The screenplay draws the lines between them even before they meet. Vikram demarcates this line literally in his 'Indha pakkam naan, andha pakkam nee' lecture on morality. Vikram inherits this life lesson from his father. A simplistic way of looking at things, in black and white, right and wrong, criminals and cops. It is the lullaby that helps him sleep peacefully after a day of encounter killings. The naïve sweetness of this lullaby gets shattered by the Dappan Koothu of Vedha's travails with reality. Post his meeting with Vedha, tinges of grey start appearing in Vikram's confined colour palette. The lines start to blur.

Vedha piggybacks on Vikram (in one scene, literally so) and guides him through this muddled maze where cops and criminals exist not as good or bad, but as players in a dirty game. Vedha is also like the Krishna to Vikram's Arjuna, becoming the guide in the battlefield, prodding him to see the evil in his kin (fellow cops) and take up arms against them. Their journey also introduces a load of interesting characters: the scheming senior cop, the shrewd mafia boss (both sort of mentors to the protagonists), the innocent collateral and the conflicted friend. There are also two female characters, limited to the periphery of the male-dominated proceedings, but strong nonetheless.
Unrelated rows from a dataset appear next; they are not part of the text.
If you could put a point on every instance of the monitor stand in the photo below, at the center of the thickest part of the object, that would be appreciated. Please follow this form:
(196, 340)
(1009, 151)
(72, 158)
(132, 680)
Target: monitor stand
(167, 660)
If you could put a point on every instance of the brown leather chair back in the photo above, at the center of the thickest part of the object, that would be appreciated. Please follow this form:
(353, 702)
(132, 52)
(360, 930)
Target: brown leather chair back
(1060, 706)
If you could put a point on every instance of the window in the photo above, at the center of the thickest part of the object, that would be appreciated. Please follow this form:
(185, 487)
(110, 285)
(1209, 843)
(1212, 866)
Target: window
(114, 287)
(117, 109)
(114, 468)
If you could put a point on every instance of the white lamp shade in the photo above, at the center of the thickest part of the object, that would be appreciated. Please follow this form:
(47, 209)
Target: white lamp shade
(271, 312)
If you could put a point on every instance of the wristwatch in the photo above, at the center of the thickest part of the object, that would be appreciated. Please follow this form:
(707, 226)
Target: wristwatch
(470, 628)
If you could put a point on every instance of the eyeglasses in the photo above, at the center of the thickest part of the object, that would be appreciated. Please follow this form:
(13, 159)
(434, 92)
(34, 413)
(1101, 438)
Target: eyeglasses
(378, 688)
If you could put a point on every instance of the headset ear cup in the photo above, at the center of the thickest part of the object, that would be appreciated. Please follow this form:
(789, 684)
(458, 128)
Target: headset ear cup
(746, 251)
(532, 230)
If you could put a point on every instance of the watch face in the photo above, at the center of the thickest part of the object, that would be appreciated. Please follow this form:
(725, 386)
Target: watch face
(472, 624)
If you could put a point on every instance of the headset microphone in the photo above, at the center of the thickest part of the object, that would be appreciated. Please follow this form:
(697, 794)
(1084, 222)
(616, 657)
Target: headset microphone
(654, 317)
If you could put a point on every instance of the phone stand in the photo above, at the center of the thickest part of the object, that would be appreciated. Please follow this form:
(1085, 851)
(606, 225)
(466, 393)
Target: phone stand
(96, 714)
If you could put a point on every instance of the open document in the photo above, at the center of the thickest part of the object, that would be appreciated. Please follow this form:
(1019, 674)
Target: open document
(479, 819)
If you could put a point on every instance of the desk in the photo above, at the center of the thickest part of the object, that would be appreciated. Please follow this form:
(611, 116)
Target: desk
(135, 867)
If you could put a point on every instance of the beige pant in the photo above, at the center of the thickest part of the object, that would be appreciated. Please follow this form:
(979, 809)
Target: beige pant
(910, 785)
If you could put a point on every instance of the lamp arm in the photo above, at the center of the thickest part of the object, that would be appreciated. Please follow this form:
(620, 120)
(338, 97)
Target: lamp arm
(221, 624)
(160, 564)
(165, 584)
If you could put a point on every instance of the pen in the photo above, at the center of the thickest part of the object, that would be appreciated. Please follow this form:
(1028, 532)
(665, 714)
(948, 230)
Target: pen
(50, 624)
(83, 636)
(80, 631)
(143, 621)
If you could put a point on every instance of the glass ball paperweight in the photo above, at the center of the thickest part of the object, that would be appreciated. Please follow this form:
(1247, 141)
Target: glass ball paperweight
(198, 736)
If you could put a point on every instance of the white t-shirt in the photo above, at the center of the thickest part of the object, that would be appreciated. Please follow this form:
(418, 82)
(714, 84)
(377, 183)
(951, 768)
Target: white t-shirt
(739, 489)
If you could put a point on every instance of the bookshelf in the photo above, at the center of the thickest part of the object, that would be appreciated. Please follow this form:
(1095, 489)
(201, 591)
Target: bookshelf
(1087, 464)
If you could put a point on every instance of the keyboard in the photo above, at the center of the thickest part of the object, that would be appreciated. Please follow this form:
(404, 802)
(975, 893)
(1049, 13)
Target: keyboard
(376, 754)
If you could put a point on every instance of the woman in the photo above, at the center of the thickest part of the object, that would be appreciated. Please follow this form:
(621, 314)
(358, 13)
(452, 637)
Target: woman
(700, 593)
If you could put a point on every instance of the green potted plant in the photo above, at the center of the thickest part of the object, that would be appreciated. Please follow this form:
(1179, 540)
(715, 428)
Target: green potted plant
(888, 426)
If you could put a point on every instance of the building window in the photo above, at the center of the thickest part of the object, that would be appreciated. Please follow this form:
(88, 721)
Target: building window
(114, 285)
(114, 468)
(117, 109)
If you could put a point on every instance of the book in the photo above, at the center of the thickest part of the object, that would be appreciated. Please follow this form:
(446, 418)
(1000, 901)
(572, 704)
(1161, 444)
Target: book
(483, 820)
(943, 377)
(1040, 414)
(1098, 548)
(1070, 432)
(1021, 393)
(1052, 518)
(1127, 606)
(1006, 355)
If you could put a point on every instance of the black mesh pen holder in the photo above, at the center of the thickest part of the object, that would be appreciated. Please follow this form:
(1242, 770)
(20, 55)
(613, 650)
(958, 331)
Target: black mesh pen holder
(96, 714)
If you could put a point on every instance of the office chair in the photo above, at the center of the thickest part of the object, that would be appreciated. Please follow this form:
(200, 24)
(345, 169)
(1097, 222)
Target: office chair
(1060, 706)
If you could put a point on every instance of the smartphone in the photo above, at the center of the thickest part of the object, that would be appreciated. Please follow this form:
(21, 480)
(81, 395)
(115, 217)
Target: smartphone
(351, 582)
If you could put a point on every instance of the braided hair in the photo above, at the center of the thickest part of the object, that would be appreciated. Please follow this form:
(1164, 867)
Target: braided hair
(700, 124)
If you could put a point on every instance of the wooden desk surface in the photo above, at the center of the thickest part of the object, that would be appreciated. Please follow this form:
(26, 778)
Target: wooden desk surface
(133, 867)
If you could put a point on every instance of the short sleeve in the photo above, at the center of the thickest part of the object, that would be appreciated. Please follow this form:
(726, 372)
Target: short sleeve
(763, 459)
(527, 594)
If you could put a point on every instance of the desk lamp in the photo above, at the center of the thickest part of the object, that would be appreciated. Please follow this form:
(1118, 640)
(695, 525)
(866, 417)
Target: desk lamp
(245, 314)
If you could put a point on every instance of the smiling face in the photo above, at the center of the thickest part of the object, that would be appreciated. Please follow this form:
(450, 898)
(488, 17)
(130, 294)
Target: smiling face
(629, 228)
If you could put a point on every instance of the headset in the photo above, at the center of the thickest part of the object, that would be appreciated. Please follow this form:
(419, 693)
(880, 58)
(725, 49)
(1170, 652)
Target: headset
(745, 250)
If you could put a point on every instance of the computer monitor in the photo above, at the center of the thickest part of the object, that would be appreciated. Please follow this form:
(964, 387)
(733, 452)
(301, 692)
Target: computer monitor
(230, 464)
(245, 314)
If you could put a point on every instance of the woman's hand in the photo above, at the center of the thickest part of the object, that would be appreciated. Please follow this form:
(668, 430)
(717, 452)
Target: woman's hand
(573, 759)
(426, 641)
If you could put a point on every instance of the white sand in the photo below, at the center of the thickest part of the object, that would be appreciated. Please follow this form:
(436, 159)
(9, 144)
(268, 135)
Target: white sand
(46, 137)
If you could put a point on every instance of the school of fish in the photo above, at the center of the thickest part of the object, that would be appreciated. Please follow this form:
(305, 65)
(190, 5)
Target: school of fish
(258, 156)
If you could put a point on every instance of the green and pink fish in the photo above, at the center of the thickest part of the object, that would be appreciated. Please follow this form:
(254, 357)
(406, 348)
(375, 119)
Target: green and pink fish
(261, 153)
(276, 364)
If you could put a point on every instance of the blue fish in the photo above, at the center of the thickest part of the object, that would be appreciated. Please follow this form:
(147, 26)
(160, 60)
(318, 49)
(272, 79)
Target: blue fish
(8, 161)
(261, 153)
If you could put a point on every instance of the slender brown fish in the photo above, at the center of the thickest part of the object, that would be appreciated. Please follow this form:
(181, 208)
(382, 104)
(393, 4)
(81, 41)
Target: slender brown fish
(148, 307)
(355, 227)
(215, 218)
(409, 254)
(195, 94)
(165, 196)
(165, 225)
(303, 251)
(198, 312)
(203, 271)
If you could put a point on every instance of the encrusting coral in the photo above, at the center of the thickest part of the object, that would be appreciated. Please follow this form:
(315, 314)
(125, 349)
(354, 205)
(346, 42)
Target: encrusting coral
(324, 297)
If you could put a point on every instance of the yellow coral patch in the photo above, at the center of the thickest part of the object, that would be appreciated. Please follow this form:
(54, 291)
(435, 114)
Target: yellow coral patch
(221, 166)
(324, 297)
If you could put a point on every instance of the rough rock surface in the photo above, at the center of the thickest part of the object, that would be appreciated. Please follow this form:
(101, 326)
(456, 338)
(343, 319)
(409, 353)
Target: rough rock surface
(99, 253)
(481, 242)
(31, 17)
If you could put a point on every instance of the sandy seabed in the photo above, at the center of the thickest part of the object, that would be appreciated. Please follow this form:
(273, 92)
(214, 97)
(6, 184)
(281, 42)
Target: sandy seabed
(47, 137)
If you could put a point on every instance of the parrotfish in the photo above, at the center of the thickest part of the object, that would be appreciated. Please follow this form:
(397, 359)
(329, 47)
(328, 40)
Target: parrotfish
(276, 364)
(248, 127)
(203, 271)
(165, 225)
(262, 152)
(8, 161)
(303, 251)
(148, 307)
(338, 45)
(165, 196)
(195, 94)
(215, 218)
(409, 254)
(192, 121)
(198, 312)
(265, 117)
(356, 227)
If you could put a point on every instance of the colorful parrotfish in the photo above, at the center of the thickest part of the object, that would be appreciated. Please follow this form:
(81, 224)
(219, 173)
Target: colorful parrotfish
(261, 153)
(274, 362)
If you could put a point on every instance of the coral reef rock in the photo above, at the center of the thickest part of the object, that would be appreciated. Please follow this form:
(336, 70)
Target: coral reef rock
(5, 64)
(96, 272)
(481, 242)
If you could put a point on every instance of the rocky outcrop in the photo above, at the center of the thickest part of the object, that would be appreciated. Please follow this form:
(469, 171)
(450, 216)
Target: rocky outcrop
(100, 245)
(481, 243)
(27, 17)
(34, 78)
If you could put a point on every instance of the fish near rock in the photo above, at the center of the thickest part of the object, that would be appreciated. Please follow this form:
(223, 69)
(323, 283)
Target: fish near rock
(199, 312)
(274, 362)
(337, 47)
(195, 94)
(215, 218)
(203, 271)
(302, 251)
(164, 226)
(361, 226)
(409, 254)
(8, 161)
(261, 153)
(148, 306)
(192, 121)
Mainstream entertainers have often been derided as mindless and masala, perhaps for good reason. Vikram Vedha is a template on how to make a mainstream entertainer that has the action and the whistle-worthy moments, yet does not shove a 'leave your brains at home' disclaimer at the audience's face. The movie works on the surface as a gangster-cop action drama. It becomes a more enriching experience if you notice the light and shadow play associated with noir or the frames positioning Vikram and Vedha (first in stark contrast opposite each other, at each other's back towards the mid-point and taking cover next to each other during the climactic fight). Without the dilution of adjectives like mindless or masala, Vikram Vedha is an entertainer in the truest sense.